If you're still in a greenfield design stage you might also want to look at CCR & DSS, these could also help with the concurrency. Very impressive stuff, but then again if you only need to store the messages in a DB it's probably not going to help you much.
Thanks for your answer and for links. Im looking on msmq as reliable transport for huge amount of messages. 1-2 mil msg per day. Also it is very important to guarantee, that those messages on server side wont be lost during server working. So i think i need durability, recoverable messaging, disconnected clients, etc..
As for load balancing: main load will be on data parsing and data publishing services. And idea is to push raw messages into one queue and have for example 3 instances of data parsing service on diffirent PCs to parse messages from it and store them in a single database. Same with data publishing service. Or do it like in StockTrader, cache channels to nodes and use wcf to send messages to them.
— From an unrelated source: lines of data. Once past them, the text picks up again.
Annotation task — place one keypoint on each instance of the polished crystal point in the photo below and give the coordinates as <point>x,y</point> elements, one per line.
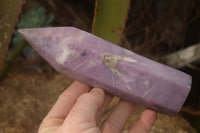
<point>99,63</point>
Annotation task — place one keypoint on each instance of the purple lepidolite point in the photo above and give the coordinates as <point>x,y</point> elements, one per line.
<point>99,63</point>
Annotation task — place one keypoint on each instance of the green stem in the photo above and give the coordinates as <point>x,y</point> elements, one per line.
<point>110,18</point>
<point>10,59</point>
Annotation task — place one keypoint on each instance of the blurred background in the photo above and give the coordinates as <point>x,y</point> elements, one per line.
<point>167,31</point>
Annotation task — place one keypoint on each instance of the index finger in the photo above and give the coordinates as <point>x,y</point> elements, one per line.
<point>67,99</point>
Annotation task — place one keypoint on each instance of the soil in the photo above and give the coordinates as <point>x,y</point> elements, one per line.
<point>28,92</point>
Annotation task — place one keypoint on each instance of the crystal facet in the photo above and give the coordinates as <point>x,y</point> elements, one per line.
<point>99,63</point>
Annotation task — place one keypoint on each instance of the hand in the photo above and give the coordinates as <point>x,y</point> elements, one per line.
<point>80,108</point>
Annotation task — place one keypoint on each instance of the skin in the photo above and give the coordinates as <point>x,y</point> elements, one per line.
<point>80,108</point>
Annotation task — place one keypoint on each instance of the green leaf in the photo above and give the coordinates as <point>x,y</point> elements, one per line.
<point>9,13</point>
<point>110,18</point>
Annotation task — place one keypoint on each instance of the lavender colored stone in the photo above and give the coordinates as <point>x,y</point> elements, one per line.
<point>101,64</point>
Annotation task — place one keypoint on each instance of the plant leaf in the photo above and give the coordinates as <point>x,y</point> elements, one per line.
<point>109,19</point>
<point>9,13</point>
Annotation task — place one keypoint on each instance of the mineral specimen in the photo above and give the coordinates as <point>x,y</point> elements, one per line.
<point>116,70</point>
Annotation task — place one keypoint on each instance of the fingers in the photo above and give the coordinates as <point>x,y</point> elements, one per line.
<point>107,101</point>
<point>145,122</point>
<point>67,99</point>
<point>64,104</point>
<point>84,112</point>
<point>117,120</point>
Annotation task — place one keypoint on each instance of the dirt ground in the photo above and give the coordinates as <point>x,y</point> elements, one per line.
<point>28,92</point>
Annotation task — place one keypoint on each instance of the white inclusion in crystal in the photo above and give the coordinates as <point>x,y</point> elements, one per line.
<point>81,36</point>
<point>146,82</point>
<point>128,59</point>
<point>62,57</point>
<point>67,39</point>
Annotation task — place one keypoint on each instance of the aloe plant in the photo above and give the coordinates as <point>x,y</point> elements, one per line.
<point>33,18</point>
<point>9,13</point>
<point>110,18</point>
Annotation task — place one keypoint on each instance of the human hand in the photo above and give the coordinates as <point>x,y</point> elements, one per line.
<point>80,108</point>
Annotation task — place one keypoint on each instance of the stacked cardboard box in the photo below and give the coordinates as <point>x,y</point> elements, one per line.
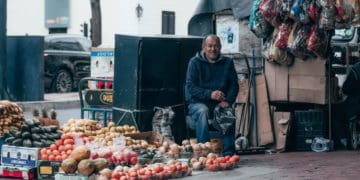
<point>304,82</point>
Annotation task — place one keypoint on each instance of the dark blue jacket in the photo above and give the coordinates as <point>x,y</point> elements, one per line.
<point>204,77</point>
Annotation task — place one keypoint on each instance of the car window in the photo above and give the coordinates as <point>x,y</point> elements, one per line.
<point>85,43</point>
<point>66,44</point>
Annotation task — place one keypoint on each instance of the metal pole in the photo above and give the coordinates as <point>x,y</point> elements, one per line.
<point>253,69</point>
<point>2,48</point>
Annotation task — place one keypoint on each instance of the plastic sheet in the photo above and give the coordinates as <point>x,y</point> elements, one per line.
<point>300,11</point>
<point>314,12</point>
<point>274,54</point>
<point>344,13</point>
<point>285,7</point>
<point>282,36</point>
<point>296,9</point>
<point>356,6</point>
<point>327,15</point>
<point>257,23</point>
<point>224,118</point>
<point>318,42</point>
<point>269,10</point>
<point>297,41</point>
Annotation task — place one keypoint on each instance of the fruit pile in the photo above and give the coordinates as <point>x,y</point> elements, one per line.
<point>154,171</point>
<point>79,161</point>
<point>32,134</point>
<point>90,131</point>
<point>60,150</point>
<point>11,117</point>
<point>214,163</point>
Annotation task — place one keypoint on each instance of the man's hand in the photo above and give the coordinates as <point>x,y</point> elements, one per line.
<point>218,95</point>
<point>224,104</point>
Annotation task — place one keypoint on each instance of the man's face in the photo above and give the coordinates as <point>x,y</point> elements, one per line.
<point>212,48</point>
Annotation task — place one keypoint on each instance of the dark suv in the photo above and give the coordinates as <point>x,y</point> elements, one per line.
<point>67,60</point>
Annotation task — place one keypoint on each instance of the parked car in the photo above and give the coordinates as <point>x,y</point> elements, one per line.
<point>346,38</point>
<point>67,60</point>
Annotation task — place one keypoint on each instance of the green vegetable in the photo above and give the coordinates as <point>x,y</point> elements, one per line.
<point>26,135</point>
<point>53,128</point>
<point>9,140</point>
<point>37,144</point>
<point>36,122</point>
<point>17,142</point>
<point>27,143</point>
<point>48,143</point>
<point>35,130</point>
<point>18,135</point>
<point>24,128</point>
<point>47,129</point>
<point>43,136</point>
<point>35,137</point>
<point>30,123</point>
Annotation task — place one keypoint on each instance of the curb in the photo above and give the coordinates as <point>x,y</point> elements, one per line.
<point>30,105</point>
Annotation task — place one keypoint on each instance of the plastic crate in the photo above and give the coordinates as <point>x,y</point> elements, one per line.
<point>308,125</point>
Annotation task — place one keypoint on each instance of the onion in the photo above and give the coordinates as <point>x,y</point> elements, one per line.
<point>197,165</point>
<point>106,173</point>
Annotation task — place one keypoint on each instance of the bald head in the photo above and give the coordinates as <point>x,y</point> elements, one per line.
<point>211,37</point>
<point>211,47</point>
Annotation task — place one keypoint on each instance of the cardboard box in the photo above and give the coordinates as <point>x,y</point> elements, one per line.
<point>308,81</point>
<point>60,176</point>
<point>265,133</point>
<point>309,67</point>
<point>150,136</point>
<point>48,169</point>
<point>281,123</point>
<point>277,80</point>
<point>19,156</point>
<point>7,172</point>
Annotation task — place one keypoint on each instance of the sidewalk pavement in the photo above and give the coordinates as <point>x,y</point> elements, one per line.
<point>53,101</point>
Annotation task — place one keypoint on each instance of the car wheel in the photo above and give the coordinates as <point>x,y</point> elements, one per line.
<point>63,82</point>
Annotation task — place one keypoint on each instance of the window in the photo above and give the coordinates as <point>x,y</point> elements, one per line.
<point>64,44</point>
<point>57,30</point>
<point>168,22</point>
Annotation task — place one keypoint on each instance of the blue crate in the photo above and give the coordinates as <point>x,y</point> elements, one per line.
<point>2,140</point>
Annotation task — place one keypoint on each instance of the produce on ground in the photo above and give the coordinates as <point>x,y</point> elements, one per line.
<point>11,117</point>
<point>44,119</point>
<point>32,134</point>
<point>60,150</point>
<point>90,131</point>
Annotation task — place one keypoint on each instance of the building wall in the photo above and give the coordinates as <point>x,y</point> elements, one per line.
<point>118,17</point>
<point>26,17</point>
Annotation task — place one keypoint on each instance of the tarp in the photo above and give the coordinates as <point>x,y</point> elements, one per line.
<point>202,23</point>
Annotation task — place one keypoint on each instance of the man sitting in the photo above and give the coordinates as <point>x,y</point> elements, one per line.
<point>211,80</point>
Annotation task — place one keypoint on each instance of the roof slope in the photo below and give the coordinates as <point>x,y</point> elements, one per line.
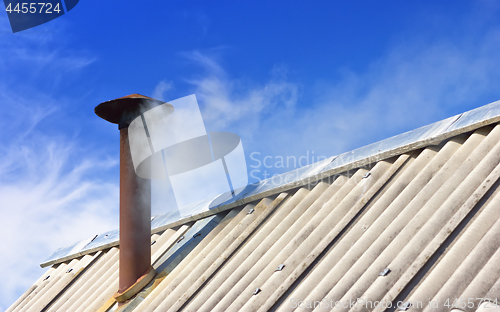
<point>419,227</point>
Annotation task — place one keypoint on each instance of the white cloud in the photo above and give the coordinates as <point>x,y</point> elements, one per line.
<point>50,195</point>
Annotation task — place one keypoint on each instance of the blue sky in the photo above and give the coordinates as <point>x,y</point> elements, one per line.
<point>289,77</point>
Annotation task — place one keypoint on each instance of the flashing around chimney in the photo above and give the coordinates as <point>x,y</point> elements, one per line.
<point>136,287</point>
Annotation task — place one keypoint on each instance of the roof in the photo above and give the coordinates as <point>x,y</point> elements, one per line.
<point>412,221</point>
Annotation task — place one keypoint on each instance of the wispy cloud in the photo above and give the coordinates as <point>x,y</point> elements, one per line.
<point>50,194</point>
<point>413,85</point>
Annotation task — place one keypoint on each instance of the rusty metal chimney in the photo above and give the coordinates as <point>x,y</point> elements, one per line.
<point>135,198</point>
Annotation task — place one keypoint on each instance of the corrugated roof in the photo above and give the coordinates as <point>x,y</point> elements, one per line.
<point>419,228</point>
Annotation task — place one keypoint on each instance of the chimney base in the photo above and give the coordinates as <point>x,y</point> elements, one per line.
<point>136,287</point>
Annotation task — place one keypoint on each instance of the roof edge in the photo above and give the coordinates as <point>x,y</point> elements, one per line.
<point>432,134</point>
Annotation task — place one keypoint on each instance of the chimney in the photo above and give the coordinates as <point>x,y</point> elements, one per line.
<point>135,198</point>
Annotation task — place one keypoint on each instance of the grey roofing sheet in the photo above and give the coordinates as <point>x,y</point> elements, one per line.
<point>418,138</point>
<point>421,229</point>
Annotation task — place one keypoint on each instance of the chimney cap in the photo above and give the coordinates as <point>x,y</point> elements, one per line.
<point>123,110</point>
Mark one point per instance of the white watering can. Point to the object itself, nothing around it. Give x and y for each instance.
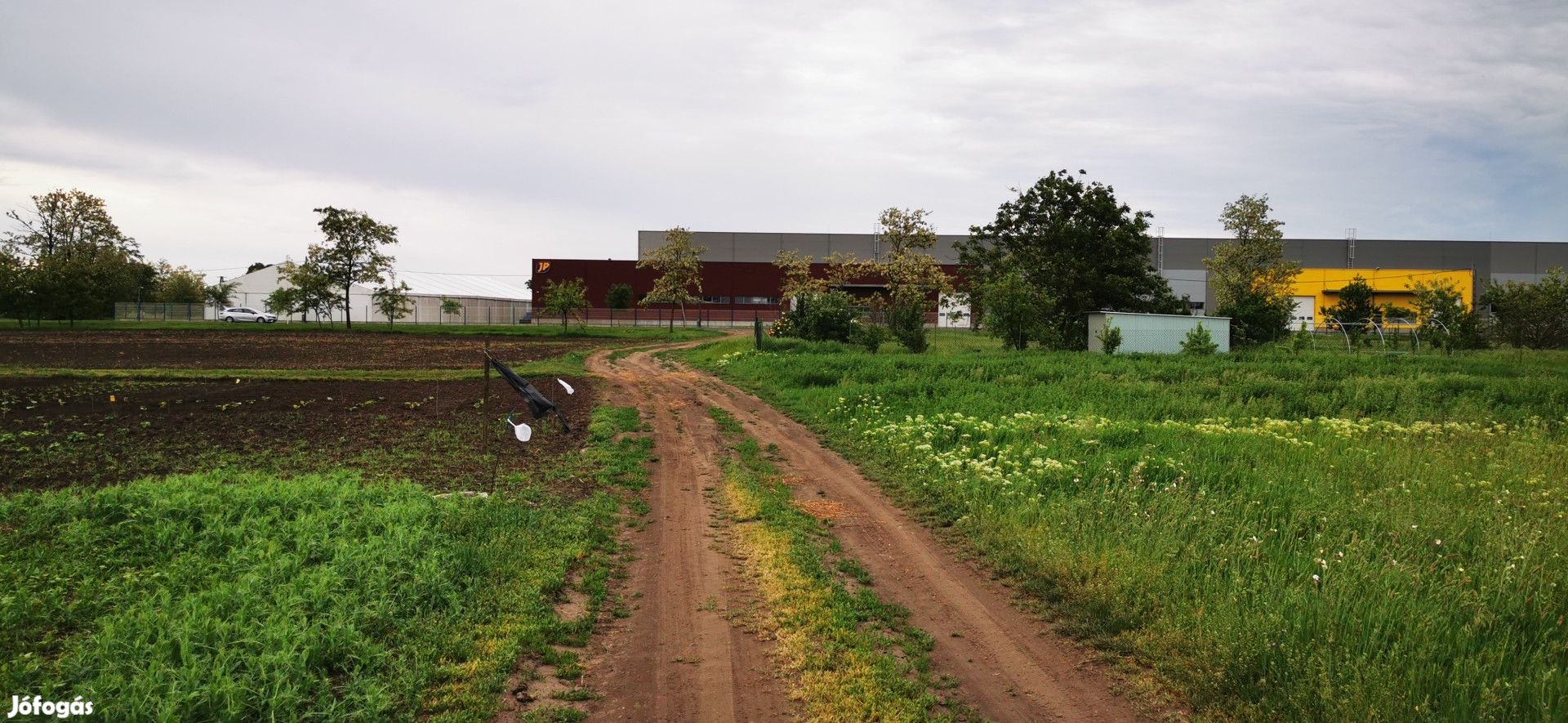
(524, 431)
Also i cant find info about perfomance and scalabilty of msmq wpf bindings. Tryed StockTrader, but is is a bit overcomplicated for test purposes and quick analysis.
Thanks again for answers.
I am not really sure of the specific question you have, seems like more of a general design question, but as I love MSMQ I'll chime in here.
MSMQ does have some drawbacks, specifically about load balancing transactional messages, but on whole its pretty awesome.
However, none of your requirements mentioned any specific reason to use MSMQ: durability, recoverable messaging, disconnected clients, etc.. so I am assuming you have some of these requirements, but that they are not explicitly called out.
Requirement #1 should be easy to meet/beat, especially if these are small messages and there is no apparent logic being performed on them (e.g. just vanilla inserts/updates) and MSMQ handles competing consumers very well.
Requirement #2 unless your using transactional messaging with MSMQ, its not impossible to load balance MSMQ to enable scaling, but it has some caveats. How are you load balancing MSMQ? See How to Load-Balancing MSMQ: A Brief Discussion for some details if you don't already have them.
Barring potential snafu's with load-balancing MSMQ, none of which are insurmountable, there is nothing wrong with this approach.
Scaling MSMQ
MSMQ scales very well vertically (same machine) and moderately horizontally (many machines). However, it is difficult to make MSMQ truly highly available, which may or may not be a concern. See the links already in this answer for thoughts on making it highly available.
Scaling Vertically
When scaling MSMQ vertically, there are many instances of the queue reader(s) running on a single machine, reading from a single queue. MSMQ handles this very well. All of our queue data is in a temporal store on the local machine.
What happens if we lose the machine hosting the queue?
Clients can send and messages will stack up in the outgoing queue of the client, but we can't receive them until the server comes back up.
What happens to the messages in the queue?
Without the introduction of some sort of highly available backed disk subsystem they are likely gone. Even so, getting another queue 'hooked up' to that data file can be a challenge. In theory, you can get them back. In practice, its likely easier to resend the message from the edge system.
Depending on transaction volumes, the queue may be empty the majority of the time so the risk of data loss needs to be weighed with the effort/cost of making it highly available.
Scaling Horizontally
When scaling MSMQ horizontally, there is an instance of a queue on each processing machine. Each machine may have [n] readers for that queue running on the machine receiving messages from the queue. All of our queue data is in temporal stores on several machines.
You can use any of the methods described in the documentation for load-balancing MSMQ, however, my experience has almost always been with application load balancing, described as software load-balancing: the client has a list of available msmq end points to deliver to. Each server hosting the queue is subject to the same availability problems as the single queue.
Also might want to check out Nine Tips to Enterprise-proof MSMQ for some additional MSMQ related information.